Reputation: 829
This appears to be a simple question but is causing me a lot of headache (it's not homework, but a sticking point in real research)
I have a single list with 2266 levels. The list looks somewhat like this:
[1] ~/folder1/folder1/a.bin
[2] ~/folder1/folder1/b.bin
[3] ~/folder1/folder1/c.bin
[4] ~/folder1/folder2/a.bin
[5] ~/folder1/folder2/b.bin
[6] ~/folder1/folder2/c.bin
To explain: the list is filenames of binary files that I am reading in using the readBin
function. I want to compare every row with every other row, so what I want are two columns which contain all unique combinations in them, derived from my single column.
(choose 2266,2)
tells me that there are 2566245 combinations of our single column into two.

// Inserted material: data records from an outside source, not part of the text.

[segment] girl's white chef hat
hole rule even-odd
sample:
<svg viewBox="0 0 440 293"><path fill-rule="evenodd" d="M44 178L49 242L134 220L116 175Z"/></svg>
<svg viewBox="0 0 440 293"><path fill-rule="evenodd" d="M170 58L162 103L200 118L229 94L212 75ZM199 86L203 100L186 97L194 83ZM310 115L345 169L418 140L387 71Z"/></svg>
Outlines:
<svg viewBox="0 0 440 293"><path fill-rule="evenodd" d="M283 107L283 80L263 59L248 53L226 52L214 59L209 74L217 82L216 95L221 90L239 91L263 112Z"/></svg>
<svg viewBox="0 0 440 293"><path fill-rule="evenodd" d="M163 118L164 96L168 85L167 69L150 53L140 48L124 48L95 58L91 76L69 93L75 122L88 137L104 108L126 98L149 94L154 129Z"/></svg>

`expand.grid() appears to get me half way there. But there are four times as many combinations as I require: I get two rows each 5132490. This means that there are duplications: 1 + 2 and 2 + 1 are the same thing for my purpose.
expand.grid.df
with unique=TRUE
also doesn't seem to help.
My last idea was md5 hashing each of the 5 million rows and trying to detect duplicates that way.
I am looking for some way of making two lists which cover the 2566245 combinations of my list. Alternatively some way of removing all the duplicates. I guess I am not absolutely wedded to using R and have investigated awk or sed to do the same thing. No success yet though.
Upvotes: 2
Views: 229
Reputation: 121608
I think you are looking for combn
looking like expand.grid
, using @Arun data,
v <- c("~/folder1/folder1/a.bin",
"~/folder1/folder1/b.bin",
"~/folder1/folder1/c.bin",
"~/folder1/folder2/a.bin",
"~/folder1/folder2/b.bin",
"~/folder1/folder2/c.bin")
do.call(rbind,combn(v,2,simplify=F))
[,1] [,2]
[1,] "~/folder1/folder1/a.bin" "~/folder1/folder1/b.bin"
[2,] "~/folder1/folder1/a.bin" "~/folder1/folder1/c.bin"
[3,] "~/folder1/folder1/a.bin" "~/folder1/folder2/a.bin"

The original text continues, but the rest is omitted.